|Authors, like cats, are solitary creatures who only come out for food.|
Writers are romantic, sensitive creatures, often a lot of work for the significant other—especially those who don’t want to end up the murdering puppy-kicker in the next book. But with our enigmatic, mysterious ways (re: fleeing social interaction), our romantic notions (“No, I’m sure we’ll be able to buy a new car with the sequel’s royalties”), and perchance for poetry, (“I can use ‘shattered’ however I want, asshole!”) it’s hard not to fall in love with us.
So when you set your eye on one of these strange beings, here’s a few tips on how not to tick us off.
Note: This is a work of fiction. Names, characters, places and incidents either are products of the author’s imagination or are used fictitiously. Any resemblance to actual events or locales or persons, living or dead, is probably your narcissism talking. Or at least that's the story I'm going with.
1. Giving unsolicited writing advice (that your English teacher told you.)
Writer: I’m having such a hard time with this third draft. I know it’s not there yet, but there’s not really anything really wrong with it. I don’t even know what I’m looking for.
Pursuer: Try getting rid of adverbs.
Pursuer: Have you checked for passive sentences?

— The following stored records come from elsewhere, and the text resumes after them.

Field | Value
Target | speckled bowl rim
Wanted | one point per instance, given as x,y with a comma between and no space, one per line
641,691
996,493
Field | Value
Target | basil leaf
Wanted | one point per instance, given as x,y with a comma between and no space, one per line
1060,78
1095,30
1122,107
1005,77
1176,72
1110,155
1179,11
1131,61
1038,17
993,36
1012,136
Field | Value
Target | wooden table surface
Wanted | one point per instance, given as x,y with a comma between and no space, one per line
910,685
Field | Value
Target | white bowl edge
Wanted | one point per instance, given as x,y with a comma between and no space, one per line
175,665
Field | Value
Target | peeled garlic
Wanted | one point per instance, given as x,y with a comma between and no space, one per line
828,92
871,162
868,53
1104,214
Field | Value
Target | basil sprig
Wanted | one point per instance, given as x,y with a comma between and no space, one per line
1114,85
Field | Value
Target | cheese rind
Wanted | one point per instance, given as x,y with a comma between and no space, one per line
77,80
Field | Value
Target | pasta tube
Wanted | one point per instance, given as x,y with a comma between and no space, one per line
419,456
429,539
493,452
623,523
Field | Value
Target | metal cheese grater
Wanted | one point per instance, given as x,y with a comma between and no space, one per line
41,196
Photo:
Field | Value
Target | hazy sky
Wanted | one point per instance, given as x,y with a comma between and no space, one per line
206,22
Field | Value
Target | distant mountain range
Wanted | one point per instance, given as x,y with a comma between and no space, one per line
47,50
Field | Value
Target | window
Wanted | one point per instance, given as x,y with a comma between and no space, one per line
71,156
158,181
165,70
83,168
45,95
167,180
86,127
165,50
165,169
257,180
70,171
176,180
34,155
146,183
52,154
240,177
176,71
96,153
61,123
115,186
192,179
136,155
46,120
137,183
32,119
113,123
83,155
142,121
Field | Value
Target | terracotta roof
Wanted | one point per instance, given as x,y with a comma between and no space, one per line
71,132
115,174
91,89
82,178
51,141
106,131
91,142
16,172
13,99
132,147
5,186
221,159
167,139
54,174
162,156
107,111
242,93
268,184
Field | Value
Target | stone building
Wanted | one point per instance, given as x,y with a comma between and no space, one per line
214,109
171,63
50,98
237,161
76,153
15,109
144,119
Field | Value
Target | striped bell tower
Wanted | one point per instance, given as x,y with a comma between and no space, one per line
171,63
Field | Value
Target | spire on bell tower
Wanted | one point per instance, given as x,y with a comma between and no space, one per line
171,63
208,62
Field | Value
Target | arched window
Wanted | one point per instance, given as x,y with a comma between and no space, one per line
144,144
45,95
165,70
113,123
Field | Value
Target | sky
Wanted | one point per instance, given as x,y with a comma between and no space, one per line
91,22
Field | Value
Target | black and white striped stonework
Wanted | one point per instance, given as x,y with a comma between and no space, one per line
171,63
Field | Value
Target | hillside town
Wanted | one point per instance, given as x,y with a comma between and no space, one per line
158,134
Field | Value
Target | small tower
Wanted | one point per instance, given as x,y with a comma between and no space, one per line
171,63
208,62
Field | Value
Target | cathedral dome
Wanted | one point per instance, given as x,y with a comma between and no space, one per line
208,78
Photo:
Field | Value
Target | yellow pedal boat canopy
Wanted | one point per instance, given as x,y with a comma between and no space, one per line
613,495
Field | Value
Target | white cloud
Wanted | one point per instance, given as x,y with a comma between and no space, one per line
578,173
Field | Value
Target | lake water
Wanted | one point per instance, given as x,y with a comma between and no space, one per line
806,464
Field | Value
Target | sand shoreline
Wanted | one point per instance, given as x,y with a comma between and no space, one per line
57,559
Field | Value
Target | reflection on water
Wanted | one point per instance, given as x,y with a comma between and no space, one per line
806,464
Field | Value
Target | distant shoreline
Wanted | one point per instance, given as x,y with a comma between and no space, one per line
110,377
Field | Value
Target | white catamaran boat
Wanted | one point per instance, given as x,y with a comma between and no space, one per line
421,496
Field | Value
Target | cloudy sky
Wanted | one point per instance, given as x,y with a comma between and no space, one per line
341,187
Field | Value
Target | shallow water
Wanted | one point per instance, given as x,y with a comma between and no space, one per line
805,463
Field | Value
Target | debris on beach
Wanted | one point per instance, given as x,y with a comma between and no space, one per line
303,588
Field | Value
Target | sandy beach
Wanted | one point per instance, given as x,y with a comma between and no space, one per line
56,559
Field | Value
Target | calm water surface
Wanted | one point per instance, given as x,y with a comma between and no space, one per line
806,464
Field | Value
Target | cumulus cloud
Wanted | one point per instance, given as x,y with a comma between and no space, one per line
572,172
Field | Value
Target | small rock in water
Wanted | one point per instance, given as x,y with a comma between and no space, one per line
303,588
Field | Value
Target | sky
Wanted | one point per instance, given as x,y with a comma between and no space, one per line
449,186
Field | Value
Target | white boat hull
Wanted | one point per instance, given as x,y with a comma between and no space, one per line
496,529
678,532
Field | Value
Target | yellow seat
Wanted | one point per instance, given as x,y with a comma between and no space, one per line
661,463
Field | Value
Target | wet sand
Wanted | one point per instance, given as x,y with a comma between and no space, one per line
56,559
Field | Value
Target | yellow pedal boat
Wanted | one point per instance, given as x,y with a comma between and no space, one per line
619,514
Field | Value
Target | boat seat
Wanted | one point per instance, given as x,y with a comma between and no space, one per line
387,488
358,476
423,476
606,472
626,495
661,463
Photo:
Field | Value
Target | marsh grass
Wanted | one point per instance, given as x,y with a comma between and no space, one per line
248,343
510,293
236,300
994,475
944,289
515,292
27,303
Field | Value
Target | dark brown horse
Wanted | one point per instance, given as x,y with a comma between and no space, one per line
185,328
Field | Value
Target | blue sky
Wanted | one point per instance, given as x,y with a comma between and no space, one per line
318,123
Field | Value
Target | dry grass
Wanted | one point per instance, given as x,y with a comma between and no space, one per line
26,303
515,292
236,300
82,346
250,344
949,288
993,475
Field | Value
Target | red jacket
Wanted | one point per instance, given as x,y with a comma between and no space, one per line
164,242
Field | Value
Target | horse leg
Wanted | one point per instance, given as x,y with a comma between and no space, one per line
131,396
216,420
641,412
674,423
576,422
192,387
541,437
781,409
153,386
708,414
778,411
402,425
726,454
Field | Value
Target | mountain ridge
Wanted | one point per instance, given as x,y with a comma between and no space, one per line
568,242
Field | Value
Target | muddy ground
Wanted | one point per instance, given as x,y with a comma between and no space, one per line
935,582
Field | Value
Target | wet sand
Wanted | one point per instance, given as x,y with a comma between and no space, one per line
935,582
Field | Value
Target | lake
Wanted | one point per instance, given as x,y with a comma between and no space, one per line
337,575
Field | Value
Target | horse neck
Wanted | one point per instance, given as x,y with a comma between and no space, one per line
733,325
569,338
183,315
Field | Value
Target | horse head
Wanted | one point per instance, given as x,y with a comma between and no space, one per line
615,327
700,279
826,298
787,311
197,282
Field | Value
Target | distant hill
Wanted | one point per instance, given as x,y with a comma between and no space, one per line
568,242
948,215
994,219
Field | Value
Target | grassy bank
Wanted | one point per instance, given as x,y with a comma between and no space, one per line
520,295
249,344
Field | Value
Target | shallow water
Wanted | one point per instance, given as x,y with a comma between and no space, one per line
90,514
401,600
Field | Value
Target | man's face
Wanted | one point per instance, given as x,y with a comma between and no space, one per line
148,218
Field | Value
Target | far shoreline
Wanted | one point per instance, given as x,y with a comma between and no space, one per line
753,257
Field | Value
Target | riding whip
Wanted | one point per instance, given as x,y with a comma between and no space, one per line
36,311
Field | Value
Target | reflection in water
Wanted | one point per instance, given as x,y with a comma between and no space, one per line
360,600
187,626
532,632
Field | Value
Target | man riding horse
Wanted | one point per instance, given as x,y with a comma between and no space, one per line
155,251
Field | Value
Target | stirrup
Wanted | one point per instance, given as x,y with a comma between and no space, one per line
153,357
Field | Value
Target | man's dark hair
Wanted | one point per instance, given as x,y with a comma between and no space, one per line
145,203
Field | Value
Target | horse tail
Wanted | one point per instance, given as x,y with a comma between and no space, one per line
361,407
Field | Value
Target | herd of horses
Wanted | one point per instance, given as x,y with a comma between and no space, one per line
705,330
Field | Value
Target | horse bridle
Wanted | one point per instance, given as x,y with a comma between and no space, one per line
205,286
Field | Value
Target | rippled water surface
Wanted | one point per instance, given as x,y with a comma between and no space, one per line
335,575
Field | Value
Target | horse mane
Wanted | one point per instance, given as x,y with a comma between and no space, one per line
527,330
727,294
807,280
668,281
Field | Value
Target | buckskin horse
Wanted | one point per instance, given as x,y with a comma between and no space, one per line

Writer: Yes, Shakespeare. I’ve also used this newfangled option called, “Google.”
Pursuer: I also hate when people overuse “furthermore.”
If you don’t can’t say anything new… Tell her she’s pretty.
2. Asking what he/she does when you’re talking through Facebook.
Pursuer: how are u?
Pursuer: where u from
Writer: The U.S.
Pursuer: i am in India.
Pursuer: wat do u do?
Writer: Did you look at my profile before friending me?
Writer: Do you see where it says my name? And the word “author” before it? And profile photo that has a book cover on it? And my status where I talk about second drafts being the spawn of the devil?
If you can’t take the time to look at her profile, she can’t take the time to Skype herself topless.
3. Make sure to never support his/her current project.
Writer: I don’t want you to pay for this meal.
Pursuer: But I invited you out.
Writer: I know. It’s like forty bucks. I want to pay for it.
Pursuer: Well, okay. But if I happen to meet the waiter on my way to the bathroom, there’s no reason I shouldn’t take the opportunity.
Writer: I really don’t want you to. I mean it.
Pursuer: Sure, sure. So what are you working on?
Writer: Well, I just got some copies of my book. I’m going to go around and try to sell them to people… twelve dollars instead of fourteen.
Pursuer: Let me see. Is it in the bookstore?
Pursuer: I’ll get it at the bookstore then.
Writer: I’d give it to you for free, but then you’d have to come up with an excuse about not reading it too.
Remember, don’t waste your money or effort on what’s important to them; spend it on flowers. And when in doubt, lie.
4. Compare him/her to other authors. Especially to ones you don’t like.
Writer: It’s about a young man and woman whose village has been destroyed by a phantom beast. There’s rumors of disappearances and people turning into creatures. They have to go find the phantom and where it came from before the man becomes a monster.
Pursuer: So what genre is that? Fantasy?
Writer: I was thinking maybe paranormal romance.
Pursuer: Oh. You trying to write the next Twilight or something? I hate that book.
Writer: Yeah. I’m thinking of changing my name to Steve Meyer and putting a decapitated hand on the cover. What do you think?
Nothing gets a writer into bed faster than being told his idea sounds a lot like that book you think is stupid.
5. Side with his/her critics.
Writer: She wrote that I needed to “simplify everything.” Which I could do, you know? I could go through every single sentence and make it short and straightforward. But then it would sound like a Dick and Jane book. I don’t like that style at all. I never have, and it’s not fun. So I go to her and ask, “Can you point out specific places where I could simplify my prose?” And she says, “Everything! Just everything!” Yeah. I’m going to write, “See El’erlear. See El’erlear run. See ogre. See El’erlear slice off ogre’s head.” There is no way to be simple and diverse, and I don’t see a reason to. I like stylized prose.
Pursuer: Yeah, but sometimes writers can overwrite and come off as confusing or pretentious. She’s probably right.
Writer: You know how you ask me if you look fat?
Pursuer: I don’t know what you’re talking about.
Writer: Well, I just asked if I looked fat, and you said, “Yep. I don’t understand how you could even consider you don’t.”
There is a time and place for feedback. When they’re feeling insecure isn’t it.
And always remember, we're artists. We may be overly sensitive, but crazy is what you have to deal with if you want genius. Happy Valentine's Day!